Introduction

Cancer is a major burden on human health in every country. According to the International Agency for Research on Cancer, among 36 cancers in 185 countries, there were an estimated 19.3 million new cancer cases and almost 10.0 million cancer-related deaths in 2020 [1]. Lung cancer is the second most commonly diagnosed cancer and the leading cause of cancer-related death [1]. There is expected to be 350 deaths per day in the United States from lung cancer in 2022 [2]. In most countries, the 5-year relative survival rate of lung cancer was only 10-20% from 2010 to 2014 [3]. Non-small cell lung cancer (NSCLC) is the most common subtype of lung cancer, accounting for approximately 85% of lung cancer cases [4]. NSCLC is subdivided into lung adenocarcinoma (LUAD) and lung squamous cell carcinoma (LUSC) [5]. Despite improved disease awareness, treatment options, and outcomes for lung cancer, survival rates for lung cancer remain unsatisfactory. Many more efforts into identifying cancer biomarkers, promoting biomarker-driven therapy and facilitating drug development are needed to improve the treatment and prognosis of lung cancer.
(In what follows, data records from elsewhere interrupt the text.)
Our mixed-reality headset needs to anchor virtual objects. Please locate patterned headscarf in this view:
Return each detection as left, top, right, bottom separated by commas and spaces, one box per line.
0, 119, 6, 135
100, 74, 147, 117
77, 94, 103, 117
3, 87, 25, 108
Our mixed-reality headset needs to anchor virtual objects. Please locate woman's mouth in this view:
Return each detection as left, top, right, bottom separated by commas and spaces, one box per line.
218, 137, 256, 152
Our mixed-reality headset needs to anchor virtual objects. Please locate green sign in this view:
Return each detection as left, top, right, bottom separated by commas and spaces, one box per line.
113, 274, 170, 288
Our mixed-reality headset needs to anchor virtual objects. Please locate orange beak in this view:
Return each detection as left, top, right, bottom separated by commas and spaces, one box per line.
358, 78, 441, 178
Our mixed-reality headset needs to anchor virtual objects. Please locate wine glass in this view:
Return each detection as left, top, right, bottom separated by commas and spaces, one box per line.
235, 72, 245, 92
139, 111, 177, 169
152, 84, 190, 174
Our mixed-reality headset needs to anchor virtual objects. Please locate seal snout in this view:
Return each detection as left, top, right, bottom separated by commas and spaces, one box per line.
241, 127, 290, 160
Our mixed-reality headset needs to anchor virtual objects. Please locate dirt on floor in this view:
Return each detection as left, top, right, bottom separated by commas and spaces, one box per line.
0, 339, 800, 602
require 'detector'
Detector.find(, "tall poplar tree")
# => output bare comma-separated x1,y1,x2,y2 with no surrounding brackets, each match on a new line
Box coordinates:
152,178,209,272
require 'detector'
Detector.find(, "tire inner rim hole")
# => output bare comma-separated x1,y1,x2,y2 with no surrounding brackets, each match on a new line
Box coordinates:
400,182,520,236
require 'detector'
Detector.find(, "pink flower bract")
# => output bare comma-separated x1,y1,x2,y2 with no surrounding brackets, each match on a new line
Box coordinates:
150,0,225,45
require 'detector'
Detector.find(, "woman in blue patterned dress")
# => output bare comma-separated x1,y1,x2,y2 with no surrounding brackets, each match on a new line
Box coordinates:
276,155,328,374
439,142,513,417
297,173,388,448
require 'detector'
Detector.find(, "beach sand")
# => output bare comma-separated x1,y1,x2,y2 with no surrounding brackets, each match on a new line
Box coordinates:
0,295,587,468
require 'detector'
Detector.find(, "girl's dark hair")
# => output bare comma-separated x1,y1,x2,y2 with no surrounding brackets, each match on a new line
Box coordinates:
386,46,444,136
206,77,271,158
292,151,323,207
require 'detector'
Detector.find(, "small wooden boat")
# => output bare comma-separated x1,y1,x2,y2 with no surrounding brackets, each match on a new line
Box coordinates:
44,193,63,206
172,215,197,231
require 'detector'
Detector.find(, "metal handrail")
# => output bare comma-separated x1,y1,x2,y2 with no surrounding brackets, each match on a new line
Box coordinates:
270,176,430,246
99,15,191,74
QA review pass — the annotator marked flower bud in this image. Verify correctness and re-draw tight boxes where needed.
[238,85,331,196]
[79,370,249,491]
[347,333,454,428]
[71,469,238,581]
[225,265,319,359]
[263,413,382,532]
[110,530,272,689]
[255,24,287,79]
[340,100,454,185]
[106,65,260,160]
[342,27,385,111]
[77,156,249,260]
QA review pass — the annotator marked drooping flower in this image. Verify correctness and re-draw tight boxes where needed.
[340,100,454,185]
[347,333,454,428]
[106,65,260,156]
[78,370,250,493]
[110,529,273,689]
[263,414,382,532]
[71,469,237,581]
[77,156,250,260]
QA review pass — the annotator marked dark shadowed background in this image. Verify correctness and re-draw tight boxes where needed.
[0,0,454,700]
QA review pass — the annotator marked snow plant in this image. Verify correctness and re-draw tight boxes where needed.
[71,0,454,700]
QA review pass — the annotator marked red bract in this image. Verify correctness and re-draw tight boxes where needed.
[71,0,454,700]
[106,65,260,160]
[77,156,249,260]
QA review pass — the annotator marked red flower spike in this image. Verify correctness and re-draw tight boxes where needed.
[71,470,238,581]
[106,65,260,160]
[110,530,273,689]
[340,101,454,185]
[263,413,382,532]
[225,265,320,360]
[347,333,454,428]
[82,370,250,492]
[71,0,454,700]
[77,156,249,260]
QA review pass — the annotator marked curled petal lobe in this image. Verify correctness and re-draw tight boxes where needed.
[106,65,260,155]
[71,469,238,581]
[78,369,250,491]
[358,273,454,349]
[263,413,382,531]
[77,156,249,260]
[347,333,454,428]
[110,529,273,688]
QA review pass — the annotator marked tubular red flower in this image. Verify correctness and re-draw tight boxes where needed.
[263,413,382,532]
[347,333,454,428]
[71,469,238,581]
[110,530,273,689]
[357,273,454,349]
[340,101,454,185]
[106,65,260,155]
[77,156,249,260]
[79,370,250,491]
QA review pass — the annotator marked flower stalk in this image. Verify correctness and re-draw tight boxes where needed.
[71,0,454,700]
Long noncoding RNAs (lncRNAs) are a type of noncoding RNA (ncRNA) with a length of more than 200 nucleotides [6]. lncRNAs have already been identified as key regulators in physiological processes. For instance, existing studies have provided insights into the physiological functions of lncRNAs, including organ development, immunity and organismal viability, based on lncRNA knockout mice [7]. lncRNAs also participate in various pathological processes, such as those related to central nervous system disorders [8], diabetes [9], cardiovascular diseases [10] and cancer. Owing to their crucial roles in the initiation and progression of cancer, lncRNAs have been a research hotspot attracting much attention.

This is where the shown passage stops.